Source Pravda.Ru

Zimbabwean police arrest leader of main opposition party

Heavily armed Zimbabwean police arrested the leader of the main opposition party and killed a protester as they broke up a planned "Save Zimbabwe" prayer meeting in the capital.

Police spokesman Wayne Bvudzijena said police arrested Movement for Democratic Change leader Morgan Tsvangirai and other top party officials on Sunday as they "instigated people to come out and commit acts of violence."

Bvudzijena said that one man was shot and killed when 200 opposition party "thugs" attacked about 20 policemen. He told state television that three police officers were hospitalized with injuries.

The incidents occurred when police broke up the prayer meeting in western Harare, organized by opposition, civic, church leaders and anti-government groups.

Authorities had declared the prayer meeting to be illegal and in breach of a three-month ban on political demonstrations against economic misery and political repression, the AP said.

Riot and paramilitary police reinforcements, which had been deployed in the township by Friday, sealed off approaches to a sports ground in the Highfield township and fired tear gas near where the prayer meeting was scheduled.

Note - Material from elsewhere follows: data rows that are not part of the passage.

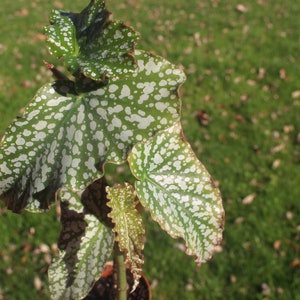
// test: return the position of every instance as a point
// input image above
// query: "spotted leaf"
(178, 191)
(129, 228)
(85, 245)
(66, 135)
(92, 44)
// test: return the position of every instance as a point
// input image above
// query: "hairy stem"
(120, 274)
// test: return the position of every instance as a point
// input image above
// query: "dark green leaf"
(92, 44)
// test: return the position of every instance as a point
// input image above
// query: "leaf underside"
(178, 191)
(85, 244)
(64, 137)
(129, 228)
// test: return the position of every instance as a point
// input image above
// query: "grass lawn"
(241, 113)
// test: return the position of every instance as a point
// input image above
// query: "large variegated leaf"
(64, 136)
(92, 44)
(129, 228)
(85, 244)
(179, 192)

Human rights observers in Highfield reported at least 100 arrests Sunday and sporadic skirmishes with police. Political leaders were taken from their cars as they approached the sports ground. Other drivers were turned back at road blocks after being told "it isn't safe" to go further.

Senior opposition party aide Eliphas Mukonoweshuro said witnesses told him that Tsvangirai was roughed up by police as he was taken away. Tsvangirai's lawyer, Harrison Nkomo, was also assaulted when he tried to intervene, the witnesses were quoted as saying.

Attorney Alec Muchadehama said lawyers were denied access to those arrested and police refused to give details of the police cells across southern Harare where they were being held.

Lawyers were seeking an urgent High Court ruling granting them immediate access, he said. Some food was delivered to the main Harare Central cell complex though it was not clear whether it reached at least 20 detainees taken there.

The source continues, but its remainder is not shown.